6. Platz bei den Ironman European Championships

von: Tanja
Sebastian Hahn schafft beim Ironman Frankfurt mit 8:57:55 Stunden die Qualifikation für Hawaii

Am vergangenen Sonntag war es endlich soweit und die Ironman European Championships in Frankfurt standen auf dem Programm. An diesem Tag setzte Sebastian Hahn alles auf eine Karte. Das ausgegebene Ziel war klar: Unter 9 Stunden ins Ziel einlaufen (Sub9 Finish) und dadurch einen der begehrten Startplätze für die legendäre Ironman Weltmeisterschaft in Kailua-Kona auf Hawaii zu ergattern.

Die Vorbereitungen für diesen Event verliefen bereits perfekt. Eine verletzungsfreie Trainingszeit setzte den Grundstein für ein überwältigendes Rennen. Bereits während der Saison konnte Sebastian Hahn des Öfteren Erfolge verzeichnen. Bei den Bayerischen Meisterschaften in Ingolstadt (Mitteldistanz) und in Erding (Olympische Distanz)konnte er mit seiner Leistung überzeugen und erreichte den Dritten bzw. den Zweiten Platz in der Altersklasse.
Der Ironman-Moderator beschreibt einen solchen Tag immer mit den Worten: „Der längste Tag des Jahres“ und ja, das ist er. Der Tag startet früh, sehr früh.
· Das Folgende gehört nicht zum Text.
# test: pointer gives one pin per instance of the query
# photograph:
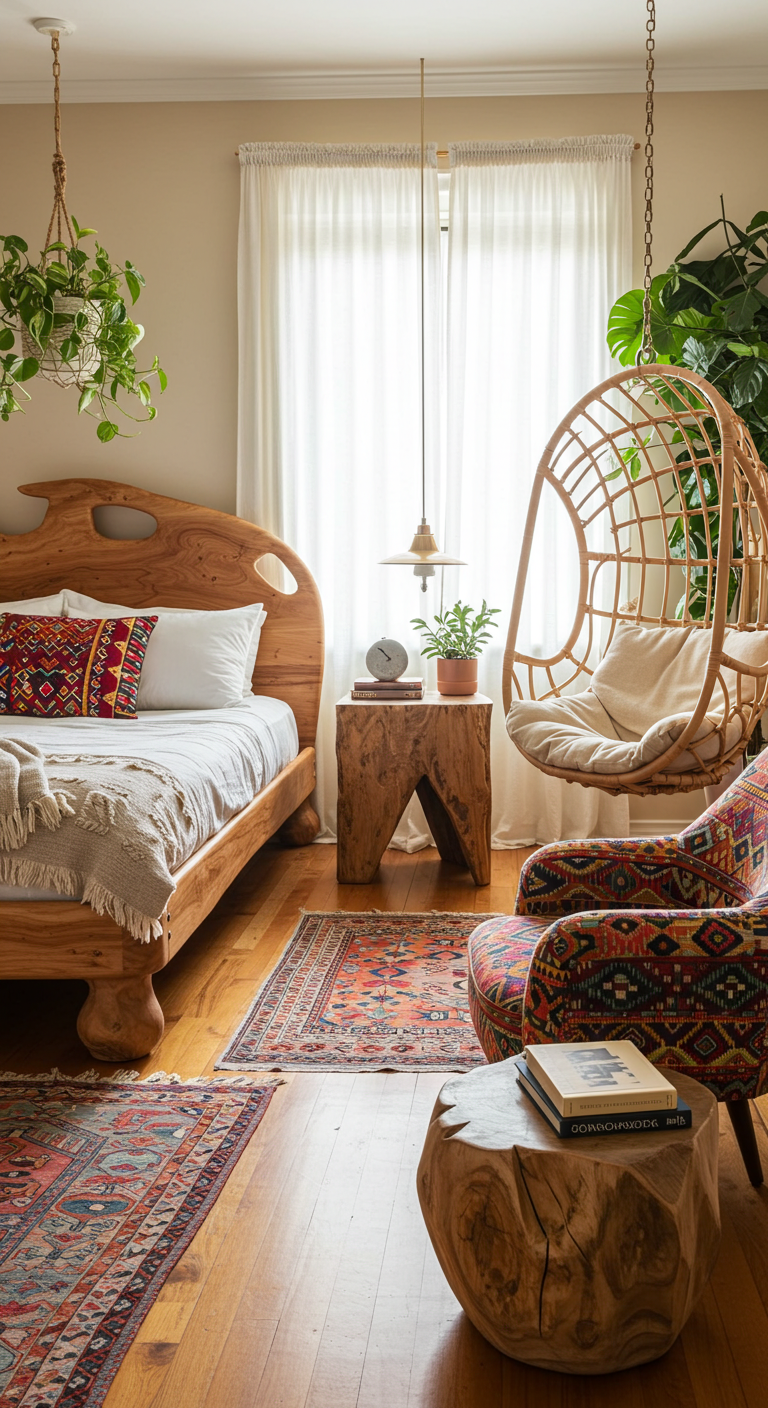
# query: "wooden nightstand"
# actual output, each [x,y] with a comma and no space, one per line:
[437,746]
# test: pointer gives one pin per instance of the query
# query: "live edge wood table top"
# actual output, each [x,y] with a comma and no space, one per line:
[437,746]
[579,1255]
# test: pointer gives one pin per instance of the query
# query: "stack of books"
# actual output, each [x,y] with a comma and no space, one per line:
[599,1089]
[407,687]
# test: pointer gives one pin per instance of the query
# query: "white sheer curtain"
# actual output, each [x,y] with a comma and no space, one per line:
[539,249]
[329,424]
[329,431]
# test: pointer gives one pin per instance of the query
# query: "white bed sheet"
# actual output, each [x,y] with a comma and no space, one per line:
[207,749]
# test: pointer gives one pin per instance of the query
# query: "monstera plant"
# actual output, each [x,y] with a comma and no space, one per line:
[710,316]
[71,317]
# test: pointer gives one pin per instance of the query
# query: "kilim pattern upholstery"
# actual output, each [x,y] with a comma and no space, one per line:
[58,666]
[664,942]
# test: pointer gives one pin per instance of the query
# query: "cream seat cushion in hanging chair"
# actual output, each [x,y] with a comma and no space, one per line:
[643,694]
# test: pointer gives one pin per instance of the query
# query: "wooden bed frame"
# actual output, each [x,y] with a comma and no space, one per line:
[196,558]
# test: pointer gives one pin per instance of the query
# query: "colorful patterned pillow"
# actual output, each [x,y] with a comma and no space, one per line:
[58,666]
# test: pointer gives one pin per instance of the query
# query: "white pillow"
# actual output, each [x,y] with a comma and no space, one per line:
[35,606]
[195,659]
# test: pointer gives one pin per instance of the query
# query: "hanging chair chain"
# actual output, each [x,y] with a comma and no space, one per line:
[647,347]
[59,164]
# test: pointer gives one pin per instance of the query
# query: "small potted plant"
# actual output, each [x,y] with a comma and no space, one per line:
[457,641]
[73,325]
Bereits um 3:40 Uhr klingelte der Wecker. Die Hotels sind bestens auf den Event eingestellt und servieren ab 4:00 Uhr Frühstück. Mit dem Shuttlebus ging es zum 15km außerhalb von Frankfurt liegenden Langener Waldsee. Hier herrscht bereits beim Sonnenaufgang eine ganz eigene Stimmung, egal ob Athlet, Helfer oder Zuschauer. Jeder ist angespannt und fiebert dem Tag entgegen. Die Stunde vor dem Start ist durchgetaktet. Ein letzter Radcheck in der Wechselzone, Neoprenanzug anziehen, ein kurzes Einschwimmen, Freunde und Familie verabschieden. Dann das erste Highlight des Tages, der Startschuss. 57 männliche und 24 weibliche Profis werden auf die 3800 Meter lange Schwimmstrecke gelassen. Knapp 10 Minuten später fiel der Startschuss für die rund 2500 Altersklassen-Athleten, darunter auch Sebastian Hahn.
Das Schwimmen verlief für den Post SV Athleten so gut wie perfekt und bereits nach 55:09 Minuten konnte er das Wasser verlassen. Somit war das erste Ziel, nach einer Stunde auf dem Rad zu sitzen, erreicht und ein großer Schritt in Richtung  „Sub9 Finish“ getan.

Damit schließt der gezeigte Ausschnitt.